Tourists approach an iceberg on a raft in a harbor inlet in Greenland. Photos by Mike Peters/China Daily 

After a serene voyage highlighted by glaciers and whale sightings, Greenland's capital of Nuuk offers surprisingly civilized charms, Mike Peters discovers.

Somebody on this cruise ship has a gun.

He didn't sneak through the airport-style security at the ship's gangplank when we boarded.

He's part of the crew, a sort of game warden who was on this Arctic cruise ship's earlier leg, which passed through the polar-bear habitats of northern Norway.

His job in remote ports along the Arctic Circle is both to protect shore-going passengers from polar bears and vice-versa.

At this point of our cruise, which began aboard the Silversea Explorer at Reykjavik, Iceland, we have swept along Greenland's southern coast, where the odds of seeing a polar bear are very remote-especially in summer. The wildlife sightings that lure passengers to the rails are less fearsome: whales, reindeer and seals.

The ranger's gun is behind the bar.

This morning, after several days of stops at tiny villages and a Viking ruin, we've landed at Greenland's capital, Nuuk. The population is 16,000; since there are only 53,000 people in the whole country, it's a big city.

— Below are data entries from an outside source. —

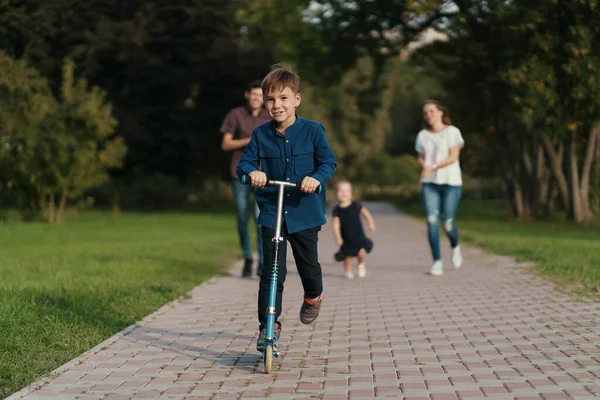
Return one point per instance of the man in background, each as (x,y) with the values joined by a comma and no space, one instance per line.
(237,130)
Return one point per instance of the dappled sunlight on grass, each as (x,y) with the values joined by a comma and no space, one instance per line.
(65,289)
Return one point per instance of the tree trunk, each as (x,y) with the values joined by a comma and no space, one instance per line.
(586,172)
(509,197)
(556,161)
(61,209)
(519,203)
(551,200)
(576,213)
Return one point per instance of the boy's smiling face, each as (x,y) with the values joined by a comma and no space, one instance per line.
(281,106)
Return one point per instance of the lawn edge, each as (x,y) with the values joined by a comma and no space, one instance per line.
(42,381)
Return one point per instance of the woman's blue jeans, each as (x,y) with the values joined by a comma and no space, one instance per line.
(243,208)
(440,201)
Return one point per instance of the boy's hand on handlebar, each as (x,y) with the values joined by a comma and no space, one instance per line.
(258,179)
(309,185)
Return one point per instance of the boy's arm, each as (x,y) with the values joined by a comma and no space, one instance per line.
(368,217)
(250,159)
(325,162)
(336,231)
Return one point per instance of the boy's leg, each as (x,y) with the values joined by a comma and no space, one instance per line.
(304,246)
(241,193)
(265,279)
(348,267)
(362,270)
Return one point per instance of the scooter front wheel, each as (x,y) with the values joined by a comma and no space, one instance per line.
(268,357)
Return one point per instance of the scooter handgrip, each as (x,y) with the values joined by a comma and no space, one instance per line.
(317,190)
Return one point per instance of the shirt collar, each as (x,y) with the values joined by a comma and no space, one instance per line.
(292,128)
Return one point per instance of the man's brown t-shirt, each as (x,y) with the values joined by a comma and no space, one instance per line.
(240,123)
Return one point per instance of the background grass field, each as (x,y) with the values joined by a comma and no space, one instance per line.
(566,252)
(64,289)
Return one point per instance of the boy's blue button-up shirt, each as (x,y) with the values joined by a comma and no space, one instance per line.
(302,151)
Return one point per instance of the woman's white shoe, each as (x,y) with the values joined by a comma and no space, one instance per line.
(457,257)
(437,269)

Our guide in the city is named Salik, but he really wants us to think of him as an average Joe.

"Life for me is like that of a city dweller anywhere," he insists.

In many ways, this picturesque city itself is eager to be typical of the modern world. There are grocery stores, offices and coffeehouses. The fine-dining restaurant, Sarfalik, starts its set-menu dinner with an amuse-bouche of foie gras with gooseberry and arugula leaf on a small lava rock.

However, the hunter-gatherer life of the native community is never far below the surface.